(Mon intervention au café philosophique de Lyon le 29/9/2020 sur le thème : L’art est-il plus intellectuel ou plus sensuel ?)
À mon avis, l’art est sensuel et intellectuel à des degrés divers selon les personnes. Chez certains, l’effet et l’intérêt sensuels prévalent, chez d’autres, les aspects intellectuels. Nietzsche a examiné ces deux aspects dans son premier livre (“La naissance de la tragédie à partir de l’esprit de la musique”), et les a appelés dionysiaque et apollinien.
Pour Nietzsche, l’art figuratif est principalement apollinien, tandis que la musique est dionysiaque. L’apollinien, c’est-à-dire le rationnel et l’intellectuel, qui pour Nietzsche a pour progéniteur néfaste Socrate, nous incite au nihilisme parce qu’il nous montre le caractère éphémère et insensé de la vie, tandis que le dionysiaque nous arrache au pessimisme nihiliste en nous faisant sentir en harmonie avec la nature (au sens physique, non intellectuel). En fait, l’ivresse du dionysiaque enchante, et par conséquent atténue ou inhibe le jugement sévère de l’intellect.

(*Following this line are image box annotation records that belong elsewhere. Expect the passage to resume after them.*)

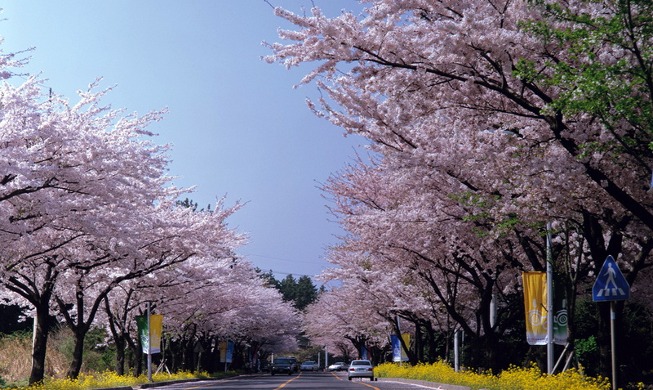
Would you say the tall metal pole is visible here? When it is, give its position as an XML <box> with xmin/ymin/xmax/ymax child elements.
<box><xmin>610</xmin><ymin>301</ymin><xmax>617</xmax><ymax>390</ymax></box>
<box><xmin>546</xmin><ymin>222</ymin><xmax>555</xmax><ymax>374</ymax></box>
<box><xmin>147</xmin><ymin>302</ymin><xmax>152</xmax><ymax>382</ymax></box>
<box><xmin>453</xmin><ymin>330</ymin><xmax>460</xmax><ymax>372</ymax></box>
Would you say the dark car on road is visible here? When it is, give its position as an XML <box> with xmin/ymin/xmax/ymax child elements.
<box><xmin>270</xmin><ymin>357</ymin><xmax>299</xmax><ymax>375</ymax></box>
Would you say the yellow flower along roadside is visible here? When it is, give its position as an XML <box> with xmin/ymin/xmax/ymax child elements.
<box><xmin>374</xmin><ymin>362</ymin><xmax>616</xmax><ymax>390</ymax></box>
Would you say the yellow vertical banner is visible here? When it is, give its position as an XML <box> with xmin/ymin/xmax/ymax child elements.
<box><xmin>522</xmin><ymin>272</ymin><xmax>547</xmax><ymax>345</ymax></box>
<box><xmin>150</xmin><ymin>314</ymin><xmax>163</xmax><ymax>353</ymax></box>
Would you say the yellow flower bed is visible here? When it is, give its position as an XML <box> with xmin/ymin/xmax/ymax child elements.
<box><xmin>374</xmin><ymin>362</ymin><xmax>611</xmax><ymax>390</ymax></box>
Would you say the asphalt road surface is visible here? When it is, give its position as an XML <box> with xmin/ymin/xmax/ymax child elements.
<box><xmin>150</xmin><ymin>372</ymin><xmax>462</xmax><ymax>390</ymax></box>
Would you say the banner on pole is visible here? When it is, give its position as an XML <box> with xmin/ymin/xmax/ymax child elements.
<box><xmin>390</xmin><ymin>333</ymin><xmax>410</xmax><ymax>362</ymax></box>
<box><xmin>522</xmin><ymin>272</ymin><xmax>547</xmax><ymax>345</ymax></box>
<box><xmin>136</xmin><ymin>314</ymin><xmax>163</xmax><ymax>354</ymax></box>
<box><xmin>522</xmin><ymin>272</ymin><xmax>569</xmax><ymax>345</ymax></box>
<box><xmin>219</xmin><ymin>340</ymin><xmax>234</xmax><ymax>363</ymax></box>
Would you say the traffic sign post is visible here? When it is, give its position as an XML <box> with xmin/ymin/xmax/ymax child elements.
<box><xmin>592</xmin><ymin>256</ymin><xmax>630</xmax><ymax>390</ymax></box>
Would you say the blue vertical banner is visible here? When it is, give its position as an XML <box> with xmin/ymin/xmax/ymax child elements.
<box><xmin>390</xmin><ymin>334</ymin><xmax>401</xmax><ymax>362</ymax></box>
<box><xmin>225</xmin><ymin>340</ymin><xmax>234</xmax><ymax>363</ymax></box>
<box><xmin>390</xmin><ymin>333</ymin><xmax>410</xmax><ymax>362</ymax></box>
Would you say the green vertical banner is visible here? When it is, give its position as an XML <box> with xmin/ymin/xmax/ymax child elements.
<box><xmin>136</xmin><ymin>314</ymin><xmax>163</xmax><ymax>353</ymax></box>
<box><xmin>553</xmin><ymin>278</ymin><xmax>569</xmax><ymax>345</ymax></box>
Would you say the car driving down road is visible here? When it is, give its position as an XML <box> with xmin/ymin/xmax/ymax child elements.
<box><xmin>299</xmin><ymin>360</ymin><xmax>320</xmax><ymax>371</ymax></box>
<box><xmin>347</xmin><ymin>360</ymin><xmax>374</xmax><ymax>381</ymax></box>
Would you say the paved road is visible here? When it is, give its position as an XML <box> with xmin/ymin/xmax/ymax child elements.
<box><xmin>144</xmin><ymin>372</ymin><xmax>467</xmax><ymax>390</ymax></box>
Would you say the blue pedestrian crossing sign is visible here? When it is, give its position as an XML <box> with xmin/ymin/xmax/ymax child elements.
<box><xmin>592</xmin><ymin>256</ymin><xmax>630</xmax><ymax>302</ymax></box>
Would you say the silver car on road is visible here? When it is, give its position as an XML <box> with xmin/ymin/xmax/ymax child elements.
<box><xmin>347</xmin><ymin>360</ymin><xmax>374</xmax><ymax>381</ymax></box>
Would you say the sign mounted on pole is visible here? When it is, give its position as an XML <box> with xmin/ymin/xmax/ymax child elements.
<box><xmin>592</xmin><ymin>256</ymin><xmax>630</xmax><ymax>302</ymax></box>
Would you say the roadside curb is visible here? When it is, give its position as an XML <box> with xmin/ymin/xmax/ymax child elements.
<box><xmin>378</xmin><ymin>378</ymin><xmax>471</xmax><ymax>390</ymax></box>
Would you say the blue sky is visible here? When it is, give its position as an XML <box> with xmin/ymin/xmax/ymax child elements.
<box><xmin>0</xmin><ymin>0</ymin><xmax>365</xmax><ymax>284</ymax></box>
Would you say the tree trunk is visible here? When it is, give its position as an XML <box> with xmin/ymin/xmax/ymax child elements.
<box><xmin>66</xmin><ymin>328</ymin><xmax>86</xmax><ymax>379</ymax></box>
<box><xmin>114</xmin><ymin>335</ymin><xmax>127</xmax><ymax>375</ymax></box>
<box><xmin>29</xmin><ymin>304</ymin><xmax>50</xmax><ymax>385</ymax></box>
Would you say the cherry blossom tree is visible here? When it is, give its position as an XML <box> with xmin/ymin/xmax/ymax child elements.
<box><xmin>0</xmin><ymin>73</ymin><xmax>247</xmax><ymax>383</ymax></box>
<box><xmin>267</xmin><ymin>0</ymin><xmax>653</xmax><ymax>374</ymax></box>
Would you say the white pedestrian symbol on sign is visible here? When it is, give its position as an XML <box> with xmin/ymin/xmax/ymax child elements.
<box><xmin>598</xmin><ymin>263</ymin><xmax>625</xmax><ymax>297</ymax></box>
<box><xmin>592</xmin><ymin>256</ymin><xmax>630</xmax><ymax>302</ymax></box>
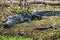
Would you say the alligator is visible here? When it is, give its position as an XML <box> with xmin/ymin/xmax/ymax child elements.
<box><xmin>3</xmin><ymin>11</ymin><xmax>60</xmax><ymax>28</ymax></box>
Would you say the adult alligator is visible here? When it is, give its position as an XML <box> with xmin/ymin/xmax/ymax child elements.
<box><xmin>3</xmin><ymin>11</ymin><xmax>60</xmax><ymax>28</ymax></box>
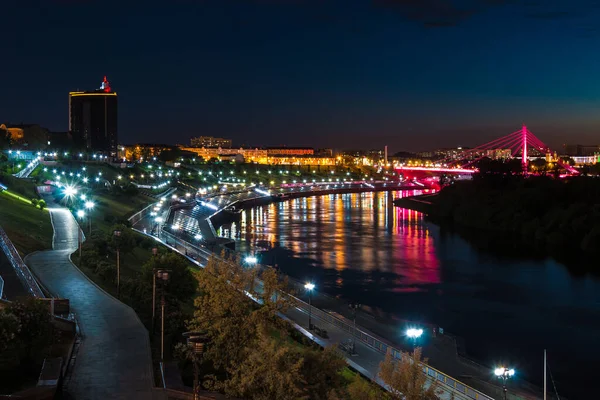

Il est évident que ces deux aspects peuvent coexister et coexistent effectivement dans presque toutes les œuvres d’art, ce qui nous aide à les concilier, car l’un serait létal sans l’autre.
Je crois qu’avec l’art moderne et contemporain, la division entre intellectuel et sensuel, ou entre apollinien et dionysiaque, n’est pas suffisante pour comprendre et qualifier l’art.
En fait, je crois qu’une œuvre d’art doit être intellectuellement stimulante, ou sensuellement fascinante, ou l’ensemble des deux, c’est-à-dire qu’elle doit stimuler la pensée en provoquant des questions, l’inhiber ou la diriger dans certaines directions souhaitées par l’artiste. L’important est qu’il ne laisse pas indifférent, qu’il suscite une certaine réaction, sans exclure la répulsion.
Dans l’art antique et pré-moderne, l’œuvre d’art devait avant tout fasciner par sa beauté, et en même temps célébrer, c’est-à-dire glorifier, des personnes, des lieux, des événements, des institutions, des religions, etc.
Dans l’art moderne et contemporain, en revanche, l’œuvre d’art doit avant tout rompre avec le passé ou le déconstruire, au nom d’un renouveau, même si celui-ci n’est que suggéré. Il doit donc frapper à la fois comme une nouveauté, ou un changement, et comme une observation impitoyable des aspects méprisables de notre civilisation et de notre culture qui doivent être surmontés.
Aujourd’hui, en effet, n’importe quoi, dès lors qu’il est découpé, encadré et exposé dans un musée ou une maison privée, constitue une œuvre d’art et une incitation à penser, ou à déconstruire une pensée. Même un cadre vide. Est-ce plus intellectuel ou plus sensuel ? Cela dépend de l’observateur.